3. Shortlisted for the Independent Foreign Fiction Prize 2012, From the Mouth of the Whale by Sjón is set in 1635 in Iceland. The story addresses the conflict of religion and science in pre-Enlightenment Iceland through Jónas Pálmason, a poet and a healer who lives in exile on a desolate island.
4. Popular Music from Vittula. Set in northern Sweden near the Finnish border, this August prize winning novel by Mikael Niemi is a must read. This coming-of-age novel tells the fantastical story of a young boy’s experiences of growing up in the small forgotten town of Pajala.
5. Judith Herman’s Alice, also shortlisted for the Independent Prize for Translated Fiction 2012, is a story of transition that features its titular figure in five inter-connected narratives, each which features sections of her life at times of bereavement and loss. Translated from the German by Margot Bettauer Dembo.

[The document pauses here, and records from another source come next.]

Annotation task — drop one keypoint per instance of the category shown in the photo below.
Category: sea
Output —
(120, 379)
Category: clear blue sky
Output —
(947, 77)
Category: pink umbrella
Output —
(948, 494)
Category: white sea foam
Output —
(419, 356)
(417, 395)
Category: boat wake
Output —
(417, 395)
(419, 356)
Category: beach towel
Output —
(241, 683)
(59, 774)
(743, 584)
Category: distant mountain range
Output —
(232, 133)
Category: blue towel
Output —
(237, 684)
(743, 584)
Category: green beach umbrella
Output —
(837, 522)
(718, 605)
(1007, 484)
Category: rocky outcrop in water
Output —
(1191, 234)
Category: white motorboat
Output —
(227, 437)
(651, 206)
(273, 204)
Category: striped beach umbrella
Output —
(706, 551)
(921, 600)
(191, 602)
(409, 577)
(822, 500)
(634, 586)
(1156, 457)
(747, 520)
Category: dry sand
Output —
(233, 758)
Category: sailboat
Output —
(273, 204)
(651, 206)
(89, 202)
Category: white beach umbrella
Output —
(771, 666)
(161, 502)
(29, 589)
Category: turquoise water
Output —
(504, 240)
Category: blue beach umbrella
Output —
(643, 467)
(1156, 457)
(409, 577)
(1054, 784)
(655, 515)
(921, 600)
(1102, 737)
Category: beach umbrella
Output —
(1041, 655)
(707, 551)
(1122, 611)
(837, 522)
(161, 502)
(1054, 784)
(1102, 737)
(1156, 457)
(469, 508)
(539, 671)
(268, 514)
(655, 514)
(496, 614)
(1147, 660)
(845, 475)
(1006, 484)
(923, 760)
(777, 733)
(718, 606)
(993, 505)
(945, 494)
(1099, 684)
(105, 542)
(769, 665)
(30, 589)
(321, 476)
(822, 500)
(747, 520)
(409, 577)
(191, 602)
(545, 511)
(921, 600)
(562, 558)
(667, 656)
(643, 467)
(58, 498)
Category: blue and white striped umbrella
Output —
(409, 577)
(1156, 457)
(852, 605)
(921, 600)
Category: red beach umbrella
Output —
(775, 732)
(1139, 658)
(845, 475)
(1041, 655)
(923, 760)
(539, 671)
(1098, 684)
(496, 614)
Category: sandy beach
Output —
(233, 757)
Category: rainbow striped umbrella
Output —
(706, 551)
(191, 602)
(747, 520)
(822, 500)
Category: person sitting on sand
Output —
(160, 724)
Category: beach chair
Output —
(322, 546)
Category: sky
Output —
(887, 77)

6. Set in an unnamed city in Ukraine under the German occupation of 1943-45, Blooms of Darkness by Aharon Appelfeld is a haunting tale of love and loss against the backdrop of the Holocaust. The novel follows eleven-year-old Hugo who is hiding in a local brothel. Translated from Hebrew by Jeffery Green, this novel won the Independent prize for Translated Fiction 2012.